Chad chose to wear one of J.Crew’s Italian chino suits for his wedding apparel. His three groomsman followed suit (ha!) and paired the same chino pants with white shirts for the outdoor, early fall wedding in New Orleans.
Right before Chad and Ashley moved back to Texas in the summer, we stopped by J.Crew where Chad picked up a chambray bowtie like the tie below.
He wanted a similar look, but in green. And not $45-85 each.
I took the biggest challenge of my novice sewing career by committing to make three standard straight men’s ties and Chad’s bowtie.
I started this adventure in June, when I went to visit Melanie in New York City. At the newly revamped Purl Soho, I picked up a sample of Kaffe Fassett’s shot cotton in moss. The staff advised using this over a chambray.
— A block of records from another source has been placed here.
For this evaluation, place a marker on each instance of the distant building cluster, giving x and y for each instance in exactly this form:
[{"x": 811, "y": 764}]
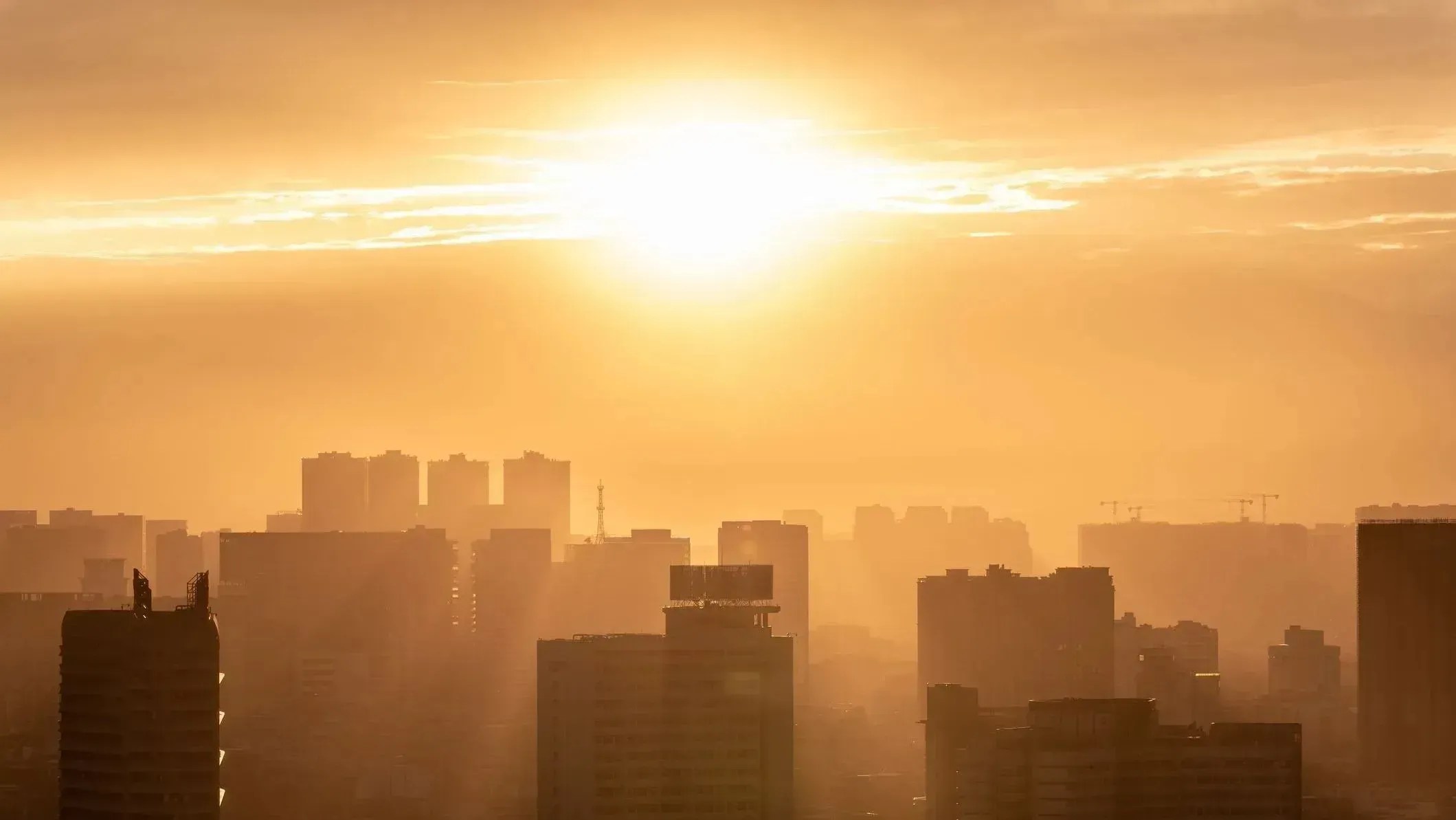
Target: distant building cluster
[{"x": 388, "y": 656}]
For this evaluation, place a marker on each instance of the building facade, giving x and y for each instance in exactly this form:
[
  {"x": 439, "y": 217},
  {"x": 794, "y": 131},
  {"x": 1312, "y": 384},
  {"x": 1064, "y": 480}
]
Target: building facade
[
  {"x": 537, "y": 493},
  {"x": 394, "y": 491},
  {"x": 692, "y": 724},
  {"x": 1111, "y": 760},
  {"x": 1407, "y": 694},
  {"x": 335, "y": 493},
  {"x": 787, "y": 549},
  {"x": 140, "y": 711},
  {"x": 1018, "y": 639}
]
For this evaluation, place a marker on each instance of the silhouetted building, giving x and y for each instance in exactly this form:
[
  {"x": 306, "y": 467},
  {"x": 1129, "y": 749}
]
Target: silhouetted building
[
  {"x": 30, "y": 700},
  {"x": 1194, "y": 644},
  {"x": 696, "y": 723},
  {"x": 394, "y": 491},
  {"x": 1407, "y": 678},
  {"x": 140, "y": 711},
  {"x": 335, "y": 493},
  {"x": 513, "y": 583},
  {"x": 458, "y": 484},
  {"x": 1303, "y": 688},
  {"x": 1184, "y": 696},
  {"x": 1305, "y": 665},
  {"x": 105, "y": 577},
  {"x": 47, "y": 558},
  {"x": 619, "y": 584},
  {"x": 121, "y": 535},
  {"x": 335, "y": 643},
  {"x": 951, "y": 724},
  {"x": 1245, "y": 577},
  {"x": 787, "y": 549},
  {"x": 1405, "y": 513},
  {"x": 537, "y": 490},
  {"x": 153, "y": 529},
  {"x": 1110, "y": 760},
  {"x": 1018, "y": 639},
  {"x": 875, "y": 527},
  {"x": 177, "y": 559},
  {"x": 813, "y": 522},
  {"x": 16, "y": 519},
  {"x": 287, "y": 522}
]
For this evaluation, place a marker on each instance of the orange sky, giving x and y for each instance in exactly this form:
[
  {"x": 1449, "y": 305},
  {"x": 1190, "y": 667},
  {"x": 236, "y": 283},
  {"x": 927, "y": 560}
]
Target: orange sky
[{"x": 1189, "y": 248}]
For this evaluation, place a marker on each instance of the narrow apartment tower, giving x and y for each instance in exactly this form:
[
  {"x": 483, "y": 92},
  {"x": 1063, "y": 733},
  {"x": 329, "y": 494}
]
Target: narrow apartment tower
[
  {"x": 140, "y": 711},
  {"x": 693, "y": 724}
]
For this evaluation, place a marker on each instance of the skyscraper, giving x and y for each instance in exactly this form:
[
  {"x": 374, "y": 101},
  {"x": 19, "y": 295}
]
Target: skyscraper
[
  {"x": 513, "y": 608},
  {"x": 537, "y": 490},
  {"x": 693, "y": 724},
  {"x": 140, "y": 711},
  {"x": 334, "y": 643},
  {"x": 1210, "y": 573},
  {"x": 787, "y": 549},
  {"x": 456, "y": 484},
  {"x": 30, "y": 700},
  {"x": 1111, "y": 760},
  {"x": 394, "y": 491},
  {"x": 1407, "y": 711},
  {"x": 155, "y": 528},
  {"x": 1018, "y": 639},
  {"x": 175, "y": 559},
  {"x": 47, "y": 558},
  {"x": 619, "y": 584},
  {"x": 335, "y": 493}
]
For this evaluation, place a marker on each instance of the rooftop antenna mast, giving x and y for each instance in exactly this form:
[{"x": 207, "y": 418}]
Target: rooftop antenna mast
[{"x": 602, "y": 515}]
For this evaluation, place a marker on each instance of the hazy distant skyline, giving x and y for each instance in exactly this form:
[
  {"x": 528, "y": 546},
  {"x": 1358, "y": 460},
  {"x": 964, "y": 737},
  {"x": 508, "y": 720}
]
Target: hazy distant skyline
[{"x": 1042, "y": 254}]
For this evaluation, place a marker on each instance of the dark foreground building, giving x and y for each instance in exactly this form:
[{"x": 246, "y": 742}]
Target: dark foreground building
[
  {"x": 696, "y": 724},
  {"x": 1407, "y": 714},
  {"x": 140, "y": 711}
]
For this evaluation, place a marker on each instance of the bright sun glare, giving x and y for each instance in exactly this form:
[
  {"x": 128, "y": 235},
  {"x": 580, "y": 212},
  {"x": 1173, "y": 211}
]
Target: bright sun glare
[{"x": 708, "y": 201}]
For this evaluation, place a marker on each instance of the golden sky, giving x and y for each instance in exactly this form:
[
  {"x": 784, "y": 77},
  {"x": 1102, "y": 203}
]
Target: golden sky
[{"x": 731, "y": 257}]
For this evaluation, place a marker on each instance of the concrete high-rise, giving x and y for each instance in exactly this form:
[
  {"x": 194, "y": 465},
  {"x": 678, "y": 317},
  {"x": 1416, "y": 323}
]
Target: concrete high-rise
[
  {"x": 335, "y": 493},
  {"x": 1407, "y": 710},
  {"x": 153, "y": 529},
  {"x": 16, "y": 519},
  {"x": 177, "y": 558},
  {"x": 810, "y": 519},
  {"x": 787, "y": 549},
  {"x": 1018, "y": 639},
  {"x": 394, "y": 491},
  {"x": 1111, "y": 760},
  {"x": 30, "y": 700},
  {"x": 693, "y": 724},
  {"x": 47, "y": 558},
  {"x": 1303, "y": 665},
  {"x": 1194, "y": 644},
  {"x": 1210, "y": 571},
  {"x": 619, "y": 584},
  {"x": 456, "y": 485},
  {"x": 140, "y": 711},
  {"x": 284, "y": 522},
  {"x": 515, "y": 606},
  {"x": 334, "y": 647},
  {"x": 537, "y": 490}
]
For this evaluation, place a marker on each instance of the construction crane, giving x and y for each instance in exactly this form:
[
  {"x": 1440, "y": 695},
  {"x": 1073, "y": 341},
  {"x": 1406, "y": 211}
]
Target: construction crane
[
  {"x": 1116, "y": 503},
  {"x": 1244, "y": 507},
  {"x": 602, "y": 515},
  {"x": 1264, "y": 505}
]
I trusted their judgment since the pattern I was using to create the ties was their own.
The pattern was not the best, but it was free. None of the ties turned out the same. At least they looked professional!
I stressed for about a month about finishing the ties, and knocked them mostly out in one intense sewing weekend. The last thing on my to-do list was the bowtie. And that was my sewing Everest. I sat down on Labor Day and wouldn’t let myself do anything else except finish this project using the Burda Style bowtie pattern.
A gentleman I work with donated one of his old bowties for me to hack apart for the hardware. These sliding mechanisms are hard to come by, so I was really grateful for his generosity.
The pattern, instructions and tips from Burda Style made this tie go together within a matter of hours.
The Fiancé was nice enough to come over and let me practice my newly-acquired-via-YouTube-tutorials bowtie tying skills out.
I have never felt anything as wonderful as the relief that washed over me once I finished these ties. I pumped my fists in the air and shouted “yes! yes! yes!” as soon as I saw the bowtie completed on the Fiancé.
The groom gave me a thumbs up post-ceremony for his tie. That’s all the praise I needed.